China said on Monday that urban employment held up in 2015 even as economic growth slowed, but the Human Resources ministry warned that the pace of job creation is slowing.
More than 13.12 million new jobs were generated for urban residents in the world’s second largest economy in 2015, a senior government official said on Monday.
Yin Weimin, Minister of Human Resources and Social Security, told a press conference that China had created more than 13 million new jobs for urban residents annually since 2013, though the reading for 2015 was down 0.8 per cent from the year before.
At the end of 2015, China’s total employed population stood at 774.51 million, the National Bureau of Statistics (NBS) said on Monday.
China’s labor productivity, measured by output per worker, rose 6.6 percent year on year in 2015, NBS said.
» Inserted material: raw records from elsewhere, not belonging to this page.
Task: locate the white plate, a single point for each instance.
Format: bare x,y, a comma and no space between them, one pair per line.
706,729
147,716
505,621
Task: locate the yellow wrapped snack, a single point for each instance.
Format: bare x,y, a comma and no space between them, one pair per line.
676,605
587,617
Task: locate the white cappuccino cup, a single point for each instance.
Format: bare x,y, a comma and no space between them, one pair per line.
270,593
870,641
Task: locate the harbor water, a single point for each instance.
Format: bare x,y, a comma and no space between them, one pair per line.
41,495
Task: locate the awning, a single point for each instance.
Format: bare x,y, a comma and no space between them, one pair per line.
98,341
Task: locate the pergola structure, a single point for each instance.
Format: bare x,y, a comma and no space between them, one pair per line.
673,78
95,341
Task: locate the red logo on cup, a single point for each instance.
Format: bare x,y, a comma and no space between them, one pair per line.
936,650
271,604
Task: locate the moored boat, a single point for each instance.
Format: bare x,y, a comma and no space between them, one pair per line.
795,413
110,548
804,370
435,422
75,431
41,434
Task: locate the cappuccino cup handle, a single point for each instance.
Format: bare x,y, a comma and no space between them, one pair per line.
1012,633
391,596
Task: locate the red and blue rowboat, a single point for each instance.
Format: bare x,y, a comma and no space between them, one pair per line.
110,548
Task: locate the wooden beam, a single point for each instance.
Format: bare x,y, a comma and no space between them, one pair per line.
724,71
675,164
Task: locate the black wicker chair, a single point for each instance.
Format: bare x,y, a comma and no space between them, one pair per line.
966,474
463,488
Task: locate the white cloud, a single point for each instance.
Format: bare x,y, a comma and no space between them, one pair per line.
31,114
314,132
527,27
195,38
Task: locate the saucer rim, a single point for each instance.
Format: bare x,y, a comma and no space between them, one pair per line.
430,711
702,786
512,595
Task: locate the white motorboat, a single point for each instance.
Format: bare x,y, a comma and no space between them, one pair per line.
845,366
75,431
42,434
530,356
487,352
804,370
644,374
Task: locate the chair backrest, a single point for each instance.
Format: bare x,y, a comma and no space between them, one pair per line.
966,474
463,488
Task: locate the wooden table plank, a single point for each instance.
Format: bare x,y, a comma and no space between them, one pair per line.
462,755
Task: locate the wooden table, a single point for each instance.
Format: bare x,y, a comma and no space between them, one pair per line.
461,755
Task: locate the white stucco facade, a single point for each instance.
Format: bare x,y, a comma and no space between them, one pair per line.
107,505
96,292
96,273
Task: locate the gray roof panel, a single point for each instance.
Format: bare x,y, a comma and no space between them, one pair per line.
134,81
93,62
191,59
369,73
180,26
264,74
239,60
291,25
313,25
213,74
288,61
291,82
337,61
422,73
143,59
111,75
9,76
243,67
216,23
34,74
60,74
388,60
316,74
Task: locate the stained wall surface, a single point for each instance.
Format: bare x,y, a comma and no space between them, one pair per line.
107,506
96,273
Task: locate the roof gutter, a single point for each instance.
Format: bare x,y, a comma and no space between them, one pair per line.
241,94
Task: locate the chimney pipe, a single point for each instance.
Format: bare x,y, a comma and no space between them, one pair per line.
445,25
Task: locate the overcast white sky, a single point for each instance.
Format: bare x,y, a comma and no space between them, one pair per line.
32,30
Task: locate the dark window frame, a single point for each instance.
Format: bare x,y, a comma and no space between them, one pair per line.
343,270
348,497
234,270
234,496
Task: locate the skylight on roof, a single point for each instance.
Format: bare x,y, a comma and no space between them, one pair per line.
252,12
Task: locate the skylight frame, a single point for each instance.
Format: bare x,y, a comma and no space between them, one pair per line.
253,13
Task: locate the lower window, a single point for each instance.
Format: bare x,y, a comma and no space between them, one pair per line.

China’s economy grew 6.9 per cent year on year in 2015, the slowest annual expansion in 25 years, with GDP reaching 67.67 trillion yuan.
Earlier last week, the Ministry of Industry and Information Technology said China will allocate 100 billion yuan (£13.5 billion) over two years to relocate workers laid off as a result of China’s efforts to curb overcapacity in sectors like steel.
The urban unemployment rate hovered between 4 per cent and 4.5 per cent in the last decade, even during the global financial crisis, partly because it does not account for China’s 298 million migrant labourers.